That reality is absolutely fundamental to all thought. Undervalue it, and wisdom remains under lock and key.

Were that not true, then common thinking is correct: man is both alpha and omega. However, since it is not true, neither is man-centered thought true. Before the whirl of the first atom, God existed: self-sufficient, self-delighted, the font of all perfection. When He created, He created. All things are His things. All creatures are His creatures. He owns, possesses, has rights over all things.

Including you, whoever you are.

You may pound your chest and insist you're an atheist. God overrides your vote. God exists in defiance of your notions. God owns you. You will answer to Him one day, for every thought, action and word.

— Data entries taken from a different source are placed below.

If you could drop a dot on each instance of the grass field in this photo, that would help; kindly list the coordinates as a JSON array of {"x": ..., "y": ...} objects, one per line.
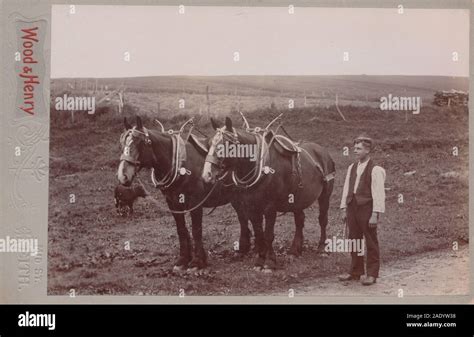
[{"x": 86, "y": 238}]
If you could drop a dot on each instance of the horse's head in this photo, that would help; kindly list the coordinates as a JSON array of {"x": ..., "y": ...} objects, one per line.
[
  {"x": 216, "y": 161},
  {"x": 136, "y": 150}
]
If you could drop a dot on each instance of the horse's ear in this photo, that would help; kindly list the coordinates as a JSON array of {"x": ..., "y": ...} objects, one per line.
[
  {"x": 228, "y": 124},
  {"x": 139, "y": 123},
  {"x": 126, "y": 124},
  {"x": 215, "y": 124}
]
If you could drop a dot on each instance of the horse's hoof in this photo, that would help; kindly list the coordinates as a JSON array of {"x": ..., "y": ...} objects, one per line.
[
  {"x": 178, "y": 269},
  {"x": 237, "y": 256}
]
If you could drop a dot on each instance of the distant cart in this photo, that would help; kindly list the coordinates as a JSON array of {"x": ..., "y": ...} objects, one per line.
[{"x": 451, "y": 97}]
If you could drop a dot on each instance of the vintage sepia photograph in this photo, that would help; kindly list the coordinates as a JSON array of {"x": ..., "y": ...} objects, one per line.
[{"x": 258, "y": 151}]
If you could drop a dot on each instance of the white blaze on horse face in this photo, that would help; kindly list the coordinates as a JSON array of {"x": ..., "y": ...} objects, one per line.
[{"x": 207, "y": 173}]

Or you may be a religionist, a relativist, a post-modernist, or a nothingist. No matter. Those are all labels applicable to you, and they are all irrelevant to reality.

In reality, God is the center of the universe. He is its source, its creator, its owner, and its definer.

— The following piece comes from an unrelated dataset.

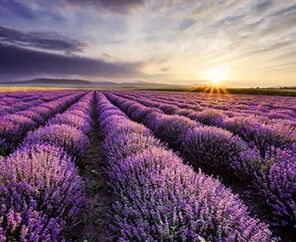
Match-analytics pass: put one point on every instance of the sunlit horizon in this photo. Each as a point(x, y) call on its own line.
point(232, 43)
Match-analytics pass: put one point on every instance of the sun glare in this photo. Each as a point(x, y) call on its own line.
point(216, 76)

Sin is my refusal to deal with reality — specifically, with the game-changing reality of God. Sin is my insistence on being self-defining (as if there were no God), self-ruling (as if there were no God), self-pleasing (as if there were no God). In fact, sin is living as if there were no God. It makes me the opposite of the real Jesus Christ; it makes me an anti-christ.

In fact, sin is the desire that there be no God. Sin sees God as the great obstacle. Sin wishes there to be no such obstacle. Therefore, sin wishes there to be no such God as the God of the Bible. Therefore sin is, at heart, a desire to murder God; and all sin is attempted Deicide.

All of which is simply to say: to me, I am God.

Which is a very, very old lie. Because, you see, the thing is: you aren't. God is.

And that's what makes sin a big deal.